Rogiers’s talent lies here, in his ability to cull lessons in the handling of the figure in space from a broad-based history of painting and sculpture, and employ what he has learned in a practice both rich in tradition and refreshingly experimental. Consider, for example, a small study of a head inspired by Wes Craven’s B-movie Swamp Thing, constructed by draping cotton fabric over an elaborate skeleton of steel rods and then saturating it with polyester resin, which signals a new direction in Rogiers’s methodology.

In this and other works, Rogiers powerfully intertwines three different narratives: the implied circumstances and activities of his subjects, his influences, and the forensic trail of his methodology. It’s the last of these that gives the
works their charge. In the way he manipulates his materials—the way a sweep of his hands across the clay results in the tense hump of a back, or the way he hollows out what should be a fleshy arm to little more than an empty contour—he tells us about his characters’ as well as his own cultural and artistic roots.

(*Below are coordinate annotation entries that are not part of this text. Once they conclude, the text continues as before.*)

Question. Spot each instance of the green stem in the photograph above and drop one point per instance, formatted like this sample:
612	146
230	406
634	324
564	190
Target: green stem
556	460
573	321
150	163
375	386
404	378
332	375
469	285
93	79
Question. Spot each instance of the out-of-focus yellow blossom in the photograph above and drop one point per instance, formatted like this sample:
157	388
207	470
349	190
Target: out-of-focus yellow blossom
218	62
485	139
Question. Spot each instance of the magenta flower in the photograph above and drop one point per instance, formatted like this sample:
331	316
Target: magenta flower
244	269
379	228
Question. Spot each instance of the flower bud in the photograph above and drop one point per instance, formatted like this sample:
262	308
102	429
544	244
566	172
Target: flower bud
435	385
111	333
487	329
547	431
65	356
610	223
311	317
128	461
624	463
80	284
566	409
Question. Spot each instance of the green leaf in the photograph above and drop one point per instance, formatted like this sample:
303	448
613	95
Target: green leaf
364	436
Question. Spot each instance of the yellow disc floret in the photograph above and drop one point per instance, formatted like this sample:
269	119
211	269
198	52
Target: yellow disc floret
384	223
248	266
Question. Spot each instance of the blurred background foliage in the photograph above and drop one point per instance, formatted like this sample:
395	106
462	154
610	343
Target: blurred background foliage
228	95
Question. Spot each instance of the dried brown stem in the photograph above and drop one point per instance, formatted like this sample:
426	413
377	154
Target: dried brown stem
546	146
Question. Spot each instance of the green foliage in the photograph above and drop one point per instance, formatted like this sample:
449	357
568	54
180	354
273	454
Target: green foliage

Dominating the exhibition was a trio of similar figures that managed to be at once playful and tortured, nimble and torqued. Imagine the “three shades” that top off Rodin’s Gates of Hell freed from their identicality, bulked up on Mannerist steroids, and aged into decrepit versions of Michelangelo’s Moses. These three, Smith, 2007, Sandman, 2006–2007, and Europe’s Tuna, 2006–2007, sport hooked shafts suggestive of a prophet’s staff, a shepherd’s crook, or a song-and-dance man’s trusty cane, and as their beards fly out in front of their furrowed faces, they hold poses suggestive of Fred Astaire, a kung-fu master, or an airborne witch coming in for a rough landing. Rogiers may know how to tap into the history of his craft, but he also knows how to key into the anxiety of the moment.